Mujer de 81 años remitida a nuestra Unidad de Oncología Ocular por la aparición de una tumoración coroidea en su ojo izquierdo (OI). Entre los antecedentes personales de interés destacaba una osteoporosis en tratamiento con bifosfanato semanal (actonel), calcio y vitamina D, y una artritis reumatoidea en tratamiento con metrotexato y ácido fólico. No presentaba antecedentes oftalmológicos de interés.
En la exploración se constató una agudeza visual de 0,5 en el ojo derecho (OD) y de 0,3 en el OI. La biomicroscopía de ambos ojos mostraba una catarata nuclear que justificaba la disminución de la agudeza visual. En cuanto al OI, era patente una hiperemia conjuntival con ingurgitación de los vasos. La presión intraocular (PIO) era de 16 mmHg en su OD y de 19 mmHg en su OI. Presentaba una cámara estrecha en el OI respecto a su OD.
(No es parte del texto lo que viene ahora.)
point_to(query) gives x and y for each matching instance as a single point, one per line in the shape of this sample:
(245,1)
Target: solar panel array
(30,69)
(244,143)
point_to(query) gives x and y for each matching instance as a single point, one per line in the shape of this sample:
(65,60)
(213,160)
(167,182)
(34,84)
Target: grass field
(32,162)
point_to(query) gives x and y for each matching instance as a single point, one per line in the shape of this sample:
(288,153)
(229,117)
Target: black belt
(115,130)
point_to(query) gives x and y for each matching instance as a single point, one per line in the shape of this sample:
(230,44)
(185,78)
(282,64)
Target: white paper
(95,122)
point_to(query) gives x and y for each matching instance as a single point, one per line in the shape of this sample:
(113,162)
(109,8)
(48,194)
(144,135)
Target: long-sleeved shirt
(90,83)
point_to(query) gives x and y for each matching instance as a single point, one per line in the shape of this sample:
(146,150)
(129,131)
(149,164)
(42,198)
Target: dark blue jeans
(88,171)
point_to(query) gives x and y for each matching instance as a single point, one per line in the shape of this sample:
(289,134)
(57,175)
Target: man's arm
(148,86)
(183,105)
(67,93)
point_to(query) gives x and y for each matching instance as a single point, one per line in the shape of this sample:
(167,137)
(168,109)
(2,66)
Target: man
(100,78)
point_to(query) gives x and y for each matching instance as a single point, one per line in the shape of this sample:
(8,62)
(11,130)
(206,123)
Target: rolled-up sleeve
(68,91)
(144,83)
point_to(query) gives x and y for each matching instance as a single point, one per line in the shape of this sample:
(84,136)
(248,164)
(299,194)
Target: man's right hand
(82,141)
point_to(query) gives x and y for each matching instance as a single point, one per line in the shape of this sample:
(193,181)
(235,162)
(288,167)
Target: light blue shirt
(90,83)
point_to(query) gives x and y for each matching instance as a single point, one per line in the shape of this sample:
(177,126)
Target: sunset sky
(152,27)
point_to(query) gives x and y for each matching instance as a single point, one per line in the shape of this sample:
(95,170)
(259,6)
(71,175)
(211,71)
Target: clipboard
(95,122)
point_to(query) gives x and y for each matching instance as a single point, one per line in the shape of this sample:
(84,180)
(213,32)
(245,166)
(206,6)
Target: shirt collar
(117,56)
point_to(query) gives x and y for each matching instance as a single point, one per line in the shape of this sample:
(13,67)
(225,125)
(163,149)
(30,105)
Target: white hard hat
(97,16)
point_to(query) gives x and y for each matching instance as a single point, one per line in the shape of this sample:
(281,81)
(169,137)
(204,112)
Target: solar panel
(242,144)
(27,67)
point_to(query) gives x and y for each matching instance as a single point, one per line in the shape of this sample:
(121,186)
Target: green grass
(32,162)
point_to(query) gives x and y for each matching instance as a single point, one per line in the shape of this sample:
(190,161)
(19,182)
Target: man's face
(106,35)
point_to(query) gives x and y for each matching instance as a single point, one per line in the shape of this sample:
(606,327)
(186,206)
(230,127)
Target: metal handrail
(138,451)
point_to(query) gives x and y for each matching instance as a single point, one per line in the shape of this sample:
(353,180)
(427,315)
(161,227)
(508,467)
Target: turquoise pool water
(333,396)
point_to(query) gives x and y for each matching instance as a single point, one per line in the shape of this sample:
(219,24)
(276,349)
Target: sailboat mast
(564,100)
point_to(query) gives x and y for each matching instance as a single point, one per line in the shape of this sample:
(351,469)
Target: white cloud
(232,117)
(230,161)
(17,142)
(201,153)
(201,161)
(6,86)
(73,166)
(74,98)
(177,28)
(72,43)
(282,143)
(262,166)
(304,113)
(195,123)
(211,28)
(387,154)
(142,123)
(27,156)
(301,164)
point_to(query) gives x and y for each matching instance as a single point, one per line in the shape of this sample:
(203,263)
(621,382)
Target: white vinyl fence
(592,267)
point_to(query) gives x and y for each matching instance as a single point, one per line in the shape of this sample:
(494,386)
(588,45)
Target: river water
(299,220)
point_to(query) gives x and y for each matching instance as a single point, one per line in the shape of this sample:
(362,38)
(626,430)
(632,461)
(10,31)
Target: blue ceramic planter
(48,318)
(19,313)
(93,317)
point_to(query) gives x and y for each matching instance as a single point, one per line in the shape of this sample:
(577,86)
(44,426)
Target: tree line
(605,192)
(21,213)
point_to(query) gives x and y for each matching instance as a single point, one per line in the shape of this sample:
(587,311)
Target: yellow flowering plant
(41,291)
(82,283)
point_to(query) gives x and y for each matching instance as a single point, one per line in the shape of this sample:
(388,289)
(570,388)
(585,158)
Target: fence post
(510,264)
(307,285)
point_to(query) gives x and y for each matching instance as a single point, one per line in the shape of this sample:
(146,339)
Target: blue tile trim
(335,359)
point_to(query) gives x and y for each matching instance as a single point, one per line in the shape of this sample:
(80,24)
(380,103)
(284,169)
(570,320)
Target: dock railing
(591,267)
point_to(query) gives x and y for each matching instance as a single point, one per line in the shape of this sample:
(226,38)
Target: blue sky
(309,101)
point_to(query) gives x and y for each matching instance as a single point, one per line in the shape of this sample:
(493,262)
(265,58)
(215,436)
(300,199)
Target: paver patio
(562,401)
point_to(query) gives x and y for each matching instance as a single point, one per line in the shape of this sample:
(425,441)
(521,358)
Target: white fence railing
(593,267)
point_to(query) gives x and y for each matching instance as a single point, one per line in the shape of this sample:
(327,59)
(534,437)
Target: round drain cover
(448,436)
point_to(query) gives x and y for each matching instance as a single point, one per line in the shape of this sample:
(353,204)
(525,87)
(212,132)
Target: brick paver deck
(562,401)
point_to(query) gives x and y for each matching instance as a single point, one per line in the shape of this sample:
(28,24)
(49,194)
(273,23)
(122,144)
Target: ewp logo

En la exploración orbitaria se evidenció un discreto exoftalmos izquierdo, con discreto edema palpebral y macroscópicamente era más patente la hiperemia conjuntival, con ingurgitación muy exacerbada de los vasos conjuntivales (vasos en «tirabuzón», con aspecto en «cabeza de medusa»), con buena motilidad del globo ocular.
No se encontró frémito a la palpación de la órbita ni un soplo audible a la auscultación de la órbita izquierda.
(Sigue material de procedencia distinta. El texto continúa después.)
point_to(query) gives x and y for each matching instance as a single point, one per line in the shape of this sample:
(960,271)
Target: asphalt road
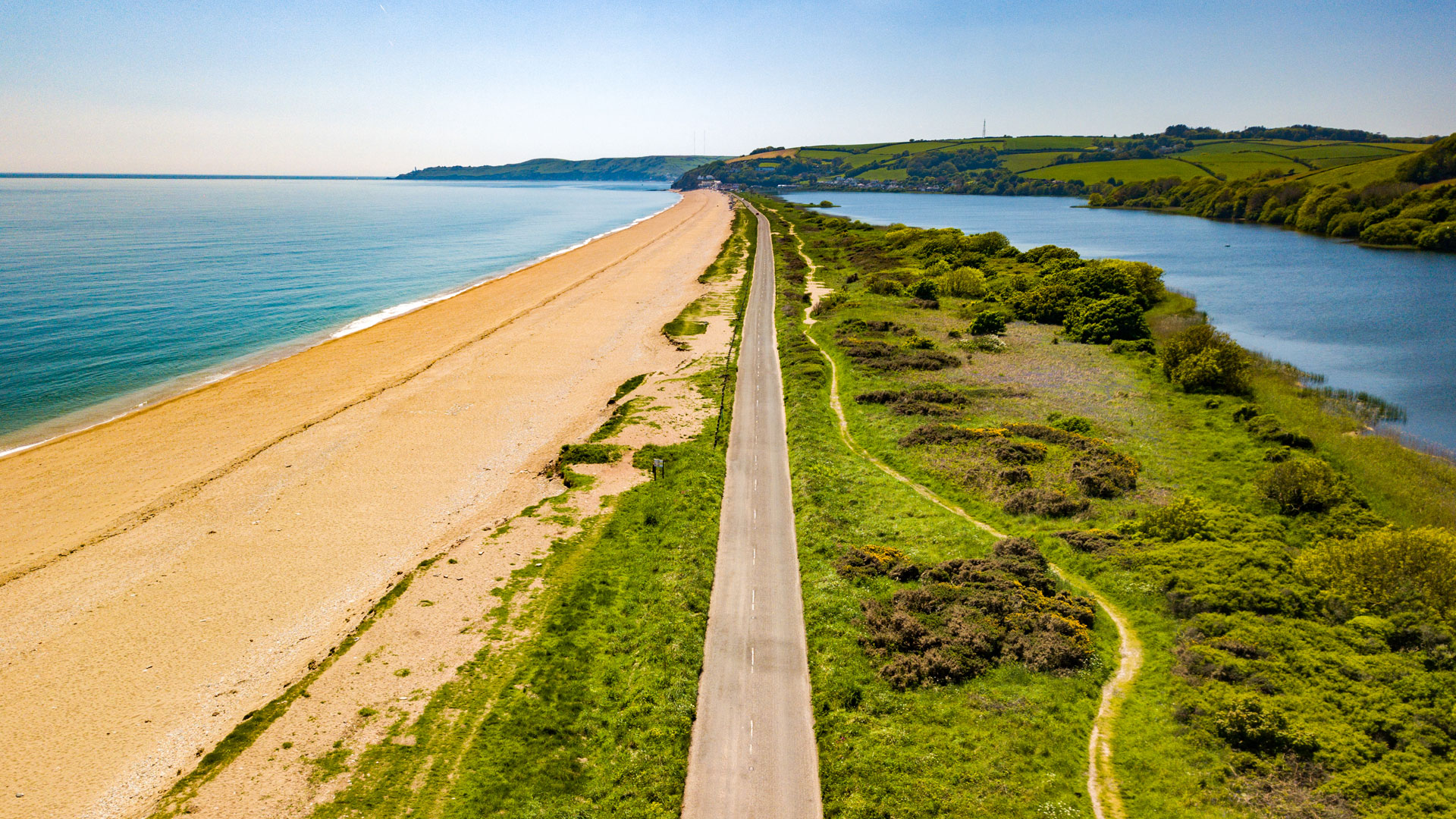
(753,752)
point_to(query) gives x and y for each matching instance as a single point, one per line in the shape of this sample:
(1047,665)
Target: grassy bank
(1266,691)
(1009,742)
(582,701)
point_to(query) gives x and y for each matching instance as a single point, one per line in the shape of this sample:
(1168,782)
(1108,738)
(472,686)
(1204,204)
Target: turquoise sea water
(118,290)
(1367,319)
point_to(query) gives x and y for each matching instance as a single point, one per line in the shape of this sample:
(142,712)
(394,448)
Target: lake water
(118,290)
(1375,321)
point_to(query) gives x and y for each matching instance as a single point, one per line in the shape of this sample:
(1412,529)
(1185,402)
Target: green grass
(592,713)
(256,722)
(1238,165)
(1356,175)
(884,175)
(1009,744)
(1120,169)
(1022,162)
(1335,687)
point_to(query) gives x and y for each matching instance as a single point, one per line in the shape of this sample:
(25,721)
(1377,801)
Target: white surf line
(287,350)
(1103,787)
(411,306)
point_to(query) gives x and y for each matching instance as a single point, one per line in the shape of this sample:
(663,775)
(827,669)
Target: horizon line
(60,175)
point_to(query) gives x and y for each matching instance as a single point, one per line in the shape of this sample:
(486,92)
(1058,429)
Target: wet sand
(166,573)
En la exploración del segmento posterior, se observó a nivel nasal periférico una lesión tumoral sobreelevada, cupuliforme, multinodular de coloración marronácea, con algunas zonas amelanóticas y con pequeños acúmulos pigmentarios.
En la exploración mediante ecografía en modo B se observó una lesión cupuliforme delimitada por una línea de alta reflectividad y con un vacío ecogénico marcado. La lesión estaba localizada a nivel preecuatorial y se extendía en un patrón multinodular en los cuadrantes nasales (aproximadamente 180o). En el modo A se observó una señal hiperreflectiva con un doble pico, seguida de un marcado vacío ecogénico. Todo ello compatible con una efusión coroidea (desprendimiento seroso de coroides).
Se efectuó un diagnóstico de sospecha de fístula carotídeo-cavernosa y se solicitó una tomografía axial computarizada orbitaria como prueba de neuroimagen, en la que se apreció un exoftalmos izquierdo moderado, con un aumento de dimensiones de la vena oftálmica superior y de la musculatura extrínseca ocular, datos concordantes con una fístula carotídeo-cavernosa izquierda de bajo flujo.

Dado que la fístula era de bajo flujo, la edad de la paciente y la poca repercusión visual, se desestimó realizar una arteriografía diagnóstica-terapéutica (embolización) y se realizó un seguimiento clínico, en el que a los seis meses se observó una mejoría en la proptosis y una desaparición completa del desprendimiento cilio-coroideo.